Il était un patron correct, je crois. Une de ses fiertés était d'avoir encore ses dix doigts, ce qui était rare chez les menuisiers. Je n'avais pas le droit d'entrer dans l'atelier, sauf exception. Je revois encore le jour où ma mère, oubliant que j'étais là, a cherché les doigts d'un ouvrier blessé, par terre  dans la sciure, pour les rapporter à l'hôpital, où mon père avait conduit le plus vite possible l'ouvrier.
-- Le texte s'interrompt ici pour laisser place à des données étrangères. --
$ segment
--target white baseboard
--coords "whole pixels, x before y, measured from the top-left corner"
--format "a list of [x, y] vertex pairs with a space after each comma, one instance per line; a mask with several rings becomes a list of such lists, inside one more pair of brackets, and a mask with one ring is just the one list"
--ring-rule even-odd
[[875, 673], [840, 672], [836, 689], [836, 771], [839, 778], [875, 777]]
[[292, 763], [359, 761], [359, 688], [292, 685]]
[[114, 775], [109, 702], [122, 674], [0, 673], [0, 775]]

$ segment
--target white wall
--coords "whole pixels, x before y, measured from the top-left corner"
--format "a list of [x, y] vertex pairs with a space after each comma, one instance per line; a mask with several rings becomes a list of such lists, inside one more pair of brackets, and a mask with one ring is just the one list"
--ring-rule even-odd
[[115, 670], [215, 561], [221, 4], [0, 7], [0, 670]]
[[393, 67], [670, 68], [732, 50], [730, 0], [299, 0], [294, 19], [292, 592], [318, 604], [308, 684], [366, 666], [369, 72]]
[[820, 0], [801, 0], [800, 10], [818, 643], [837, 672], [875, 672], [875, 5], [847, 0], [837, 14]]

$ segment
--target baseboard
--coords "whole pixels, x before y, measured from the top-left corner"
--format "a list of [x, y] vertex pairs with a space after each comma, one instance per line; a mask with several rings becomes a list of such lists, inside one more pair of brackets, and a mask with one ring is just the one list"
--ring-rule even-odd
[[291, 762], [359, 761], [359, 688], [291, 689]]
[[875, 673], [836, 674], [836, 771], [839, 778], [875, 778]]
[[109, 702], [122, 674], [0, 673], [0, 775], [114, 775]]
En vain : l'ouvrier a perdu trois de ses cinq doigts. Et j'appris que la machine la plus dangereuse d'un atelier de menuiserie était la meurtrière toupie...

 

Je connus aussi l'odeur des copeaux et du brou de noix, le bruit des machines et les "bonjour, Patron" des ouvriers. La vie entière de mon père était contenue dans cet atelier. L'église, c'était l'affaire de ma mère. Lui, sa religion, c'était le travail.

 

La vie avec lui était bien évidemment réduite aux heures qu'il passait avec nous, bien moins nombreuses que celles où il était à  l'atelier. Mais même cette portion congrue était étrange.

 

J'ai dit que j'ai arrêté de croire au beau mensonge généreux de ma mère à 13 ans. J'étais avec une sorte de petite cousine, Brigitte, qui se plaignait de son père. "Il veut m'empêcher de mettre mon blue-jean préféré pour aller en classe, tu te rends compte ? Et il me fait sans arrêt ranger ma chambre"... J'écoutais patiemment cette petite cousine, nous étions dans le jardin, nous buvions de l'antésite ; je n'ai pas compris moi-même pourquoi je suis tombée en larmes, et j'ai tenté, maladroitement, de lui expliquer. "C'est parce que... Ton père sait que tu as un blue-jean... "

 

Le beau mensonge gisait en miettes, à mes pieds. Et j'étais honteuse d'avoir honte.